Created on 06-22-2022 06:14 AM - edited 06-22-2022 05:48 PM
I am using Nifi 1.6.0. I am trying to copy an S3 file into redshift. The json file on S3 looks like this:
[
{"a":1,"b":2},
{"a":3,"b":4}
]
However this gives an error because of '[' and ']' in the file (https://stackoverflow.com/a/45348425).
I need to convert the json from above format to a format which looks like this:
{"a":1,"b":2}
{"a":3,"b":4}
So basically what I am trying to do is to remove '[' and ']' and replace '},' with '}'.
The file has over 14 million rows (30 MB in size)
How can I achieve this using Nifi?
Created on 06-22-2022 07:31 PM - edited 06-22-2022 07:32 PM
Try this:
This is the regex:
(?s)(^\[|\]$)
You may have to increase the buffer size to accommodate your file.
Cheers,
André
Created 06-22-2022 04:46 PM
The problem with your file is not the square brackets ([ ]). The issue is that single quotes are not a valid JSON quote. The correct JSON would be:
[
{"a":1,"b":2},
{"a":3,"b":4}
]
The content above is processed correctly by NiFi if you use record-based processors (like, for example QueryRecord).
Ideally your source data should be fixed to provide a valid JSON. For example, if those files are being generated by a Python script like this:
my_object = [{'a': 1, 'b': 2}, {'a': 3, 'b': 4}]
print(my_object)
The Python script should be updated to do this instead:
import json
my_object = [{'a': 1, 'b': 2}, {'a': 3, 'b': 4}]
print(json.dumps(my_object))
If you cannot have the source data fixed, you can try to replace the single quotes with double quotes using a ReplaceText processor with the following configuration.

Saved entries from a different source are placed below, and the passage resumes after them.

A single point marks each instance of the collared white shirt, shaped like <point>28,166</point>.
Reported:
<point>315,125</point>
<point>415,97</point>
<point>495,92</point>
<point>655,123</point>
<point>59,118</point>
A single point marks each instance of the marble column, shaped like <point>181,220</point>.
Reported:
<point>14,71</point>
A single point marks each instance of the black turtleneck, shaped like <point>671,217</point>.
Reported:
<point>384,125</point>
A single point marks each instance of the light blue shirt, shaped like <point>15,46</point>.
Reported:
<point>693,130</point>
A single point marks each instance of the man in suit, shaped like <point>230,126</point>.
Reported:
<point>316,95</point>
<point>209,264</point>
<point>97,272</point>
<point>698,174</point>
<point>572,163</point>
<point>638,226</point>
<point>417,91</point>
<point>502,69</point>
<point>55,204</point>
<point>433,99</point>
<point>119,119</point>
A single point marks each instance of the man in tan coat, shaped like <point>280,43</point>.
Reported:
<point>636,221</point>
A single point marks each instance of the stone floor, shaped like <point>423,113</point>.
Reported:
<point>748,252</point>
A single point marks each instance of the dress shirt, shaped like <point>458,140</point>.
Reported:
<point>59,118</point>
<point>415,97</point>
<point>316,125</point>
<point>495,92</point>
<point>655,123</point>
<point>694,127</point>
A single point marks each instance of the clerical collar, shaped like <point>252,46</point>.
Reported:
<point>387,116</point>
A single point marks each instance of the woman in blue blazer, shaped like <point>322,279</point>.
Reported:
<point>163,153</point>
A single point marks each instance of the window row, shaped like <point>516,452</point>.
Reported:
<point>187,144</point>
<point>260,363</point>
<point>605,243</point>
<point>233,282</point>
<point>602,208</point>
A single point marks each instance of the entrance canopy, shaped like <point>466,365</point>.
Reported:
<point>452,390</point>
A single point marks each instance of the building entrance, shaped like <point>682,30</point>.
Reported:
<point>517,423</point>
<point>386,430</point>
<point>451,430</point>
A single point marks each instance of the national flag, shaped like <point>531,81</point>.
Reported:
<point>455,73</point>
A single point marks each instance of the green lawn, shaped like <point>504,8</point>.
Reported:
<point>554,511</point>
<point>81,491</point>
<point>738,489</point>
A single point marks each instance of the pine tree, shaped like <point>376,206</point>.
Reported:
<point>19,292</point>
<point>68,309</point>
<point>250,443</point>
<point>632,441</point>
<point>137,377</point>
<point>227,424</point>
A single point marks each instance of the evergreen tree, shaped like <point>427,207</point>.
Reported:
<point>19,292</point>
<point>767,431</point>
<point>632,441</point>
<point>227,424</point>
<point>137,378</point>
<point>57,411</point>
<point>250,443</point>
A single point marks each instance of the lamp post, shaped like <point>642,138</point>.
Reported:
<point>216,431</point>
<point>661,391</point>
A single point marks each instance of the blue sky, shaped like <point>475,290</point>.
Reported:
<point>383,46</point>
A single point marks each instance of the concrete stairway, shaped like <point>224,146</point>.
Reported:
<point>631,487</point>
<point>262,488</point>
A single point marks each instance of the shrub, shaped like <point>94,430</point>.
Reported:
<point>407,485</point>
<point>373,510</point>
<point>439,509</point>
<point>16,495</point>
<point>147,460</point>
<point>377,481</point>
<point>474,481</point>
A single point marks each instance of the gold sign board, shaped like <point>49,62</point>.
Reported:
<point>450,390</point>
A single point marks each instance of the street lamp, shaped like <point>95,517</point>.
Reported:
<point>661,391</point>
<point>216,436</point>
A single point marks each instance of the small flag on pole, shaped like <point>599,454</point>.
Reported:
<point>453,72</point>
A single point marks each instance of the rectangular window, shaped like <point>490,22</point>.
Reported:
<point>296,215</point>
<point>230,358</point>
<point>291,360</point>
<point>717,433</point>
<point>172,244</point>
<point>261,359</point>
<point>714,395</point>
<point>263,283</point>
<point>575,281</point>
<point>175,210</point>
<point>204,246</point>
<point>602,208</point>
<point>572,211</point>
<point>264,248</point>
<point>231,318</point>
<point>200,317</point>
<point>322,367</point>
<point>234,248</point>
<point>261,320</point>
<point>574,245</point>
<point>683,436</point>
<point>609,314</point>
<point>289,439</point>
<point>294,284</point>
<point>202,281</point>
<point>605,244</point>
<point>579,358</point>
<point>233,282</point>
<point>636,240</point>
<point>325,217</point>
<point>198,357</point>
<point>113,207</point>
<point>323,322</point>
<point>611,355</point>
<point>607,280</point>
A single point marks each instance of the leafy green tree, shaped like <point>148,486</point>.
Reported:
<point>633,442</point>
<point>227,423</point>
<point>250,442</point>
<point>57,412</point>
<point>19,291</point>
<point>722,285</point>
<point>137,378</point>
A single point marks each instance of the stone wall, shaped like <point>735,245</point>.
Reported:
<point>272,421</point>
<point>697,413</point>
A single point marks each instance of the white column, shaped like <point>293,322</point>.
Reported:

This is a simplistic approach, though, and can cause problems in some complex JSON objects if you have strings with unexpected sequences of characters in them.
Cheers,
André
Created 06-22-2022 05:52 PM
@araujo
Sorry, my bad. I made a mistake in the json representation mentioned in the question. The records actually have double quotes ("). I have updated the question.
Created 06-22-2022 05:51 PM
Could you share a screenshot of the part of you flow that reads and processes the JSON content?
André
Created 06-22-2022 05:57 PM
@araujo
The jsons files are compressed and are placed in an S3 bucket. Here's the flow I have created to fetch s3 file and decompress it.
Created 06-22-2022 06:01 PM
Could you also share the screenshot of the part of the flow where the error is happening? I think that's after the Decompress File step, right?
André
Created 06-22-2022 06:16 PM
@araujo , Right now there is no error in Nifi flow. But when I tried to execute a copy command (from an SQL query editor) on the file, it gave me an error "Invalid JSONPath format: Member is not an object. ". When I searched about this error, I found this - https://stackoverflow.com/a/45348425
This is why I wanted to convert the file.
Created 06-22-2022 06:18 PM
Ok. Can you share a screenshot of the part of the flow that insert the data into your database?
Cheers,
André
Created 06-22-2022 06:45 PM
I have not created that part of the flow yet, but that will be an ExecuteStreamCommand processor which will run a psql command with the copy sql query:
It will look something like this:
Created 06-22-2022 06:49 PM
You should look into using PutDatabaseRecord instead of ExecuteStreamCommand. This would be more efficient and it would eliminate the need to manually remove those brackets.
Cheers,
André